Q. What advice can you give others who want to venture out of the mainstream and start something like AIIJ?
A. The first one is that you should be passionate. The first two years are tough, but you must hang in there and keep going no matter what. You have to resist all the temptations of going back.
You must also have something that drives you. What drives me is that I want to see African journalists doing African investigations supported by African people. When we Africans recognise the importance of investigative journalism, we will be able to fund it ourselves, rather than relying on Europe or the US. We emphasise supporting journalists who can do work that is impactful, so that African audiences and philanthropists can find value in investing in the growth of investigative journalism in the continent.
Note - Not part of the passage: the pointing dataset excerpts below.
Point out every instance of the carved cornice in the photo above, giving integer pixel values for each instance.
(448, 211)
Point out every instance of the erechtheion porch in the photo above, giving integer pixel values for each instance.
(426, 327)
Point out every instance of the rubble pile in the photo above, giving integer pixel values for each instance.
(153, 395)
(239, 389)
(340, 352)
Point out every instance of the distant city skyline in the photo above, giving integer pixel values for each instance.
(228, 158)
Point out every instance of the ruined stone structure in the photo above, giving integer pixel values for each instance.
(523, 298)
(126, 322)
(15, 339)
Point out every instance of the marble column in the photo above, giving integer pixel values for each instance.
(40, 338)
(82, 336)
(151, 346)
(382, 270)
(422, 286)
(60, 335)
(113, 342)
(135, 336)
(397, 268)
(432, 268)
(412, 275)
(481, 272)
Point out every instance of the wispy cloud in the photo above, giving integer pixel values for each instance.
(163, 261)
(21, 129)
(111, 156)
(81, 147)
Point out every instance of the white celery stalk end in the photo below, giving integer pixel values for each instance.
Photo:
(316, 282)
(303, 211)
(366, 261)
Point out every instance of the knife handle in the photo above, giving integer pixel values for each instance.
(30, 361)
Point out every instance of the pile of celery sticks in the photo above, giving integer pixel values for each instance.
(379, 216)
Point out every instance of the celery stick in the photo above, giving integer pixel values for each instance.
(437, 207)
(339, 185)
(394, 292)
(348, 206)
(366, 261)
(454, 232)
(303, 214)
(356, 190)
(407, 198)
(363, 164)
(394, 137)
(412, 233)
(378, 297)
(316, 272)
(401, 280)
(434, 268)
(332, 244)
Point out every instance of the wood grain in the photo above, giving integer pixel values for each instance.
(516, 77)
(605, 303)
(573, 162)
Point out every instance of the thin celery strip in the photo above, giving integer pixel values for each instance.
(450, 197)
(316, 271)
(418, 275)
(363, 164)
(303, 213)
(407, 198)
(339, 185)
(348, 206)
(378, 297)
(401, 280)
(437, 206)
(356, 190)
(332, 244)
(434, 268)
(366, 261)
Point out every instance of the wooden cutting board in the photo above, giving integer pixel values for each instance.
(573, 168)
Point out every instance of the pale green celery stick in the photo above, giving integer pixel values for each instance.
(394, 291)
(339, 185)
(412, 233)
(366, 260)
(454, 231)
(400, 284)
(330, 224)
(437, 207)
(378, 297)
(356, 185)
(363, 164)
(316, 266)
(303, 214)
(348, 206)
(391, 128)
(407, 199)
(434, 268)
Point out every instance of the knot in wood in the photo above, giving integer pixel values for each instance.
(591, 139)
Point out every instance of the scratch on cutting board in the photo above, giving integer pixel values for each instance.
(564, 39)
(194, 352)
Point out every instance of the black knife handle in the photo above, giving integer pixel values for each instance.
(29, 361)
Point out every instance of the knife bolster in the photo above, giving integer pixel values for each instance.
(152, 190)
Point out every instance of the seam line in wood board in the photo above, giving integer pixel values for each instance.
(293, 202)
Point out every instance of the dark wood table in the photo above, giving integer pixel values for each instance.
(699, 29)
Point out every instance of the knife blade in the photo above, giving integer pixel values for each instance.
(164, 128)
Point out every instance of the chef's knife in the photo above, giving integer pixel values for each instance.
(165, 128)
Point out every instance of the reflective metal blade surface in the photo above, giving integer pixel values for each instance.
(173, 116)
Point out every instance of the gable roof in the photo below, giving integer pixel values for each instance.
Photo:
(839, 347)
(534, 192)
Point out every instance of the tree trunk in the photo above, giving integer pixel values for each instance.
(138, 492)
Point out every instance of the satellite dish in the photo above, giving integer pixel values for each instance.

That is my dream.
Another piece of advice I would give is: have people around you who believe in you, and who believe in your dream. There are people who will come around and walk away if there’s no money. But there are those that will stick with you because you did not sell them a job, you sold them a vision and a dream, and it is crucial that you stick with those that remain.
Q. What are the key challenges that African investigative journalists face?
A. The number one challenge is access to resources. As you know, investigative journalism is expensive. An investigation may require you to go to a certain location for three weeks with a production crew. They often do budgets that they take to their editors and their editors just say wow, what is the opportunity cost of spending $15,000 on your story? And because many of the newsrooms do not have the budget, many of these stories never make it to print or to broadcast.
The second challenge that many investigative journalists have is the comfort that your media house will have your back after an investigation. Many media owners want stories. But media houses do not care about you or about your safety after publishing or broadcasting. There are very few organisations that will fly you out of the country or protect your family. So you are always asking yourself: why am I taking the risk? We’ve had so many investigative journalists killed. Two years ago, Anas Aremeyaw Anas lost a very close colleague who was shot on the streets of Accra and killed in cold blood.
The other issue is that many people do not understand the evolving nature of investigative journalism. Before we relied so much on rudimentary styles such as secret filming. Right now investigative journalism is moving away from that. It is going into open-source intelligence and artificial intelligence. Unfortunately, most African journalists do not have that skill set. There is a need for training on these advanced technologies.
Q. What needs to be done to enhance the state of investigative journalism in Africa?
A. We need at least three things: training journalists with the latest skill set, increased funding and harnessing the power of collaboration, with journalists from different countries (or even from different media houses in the same country) coming together to investigate.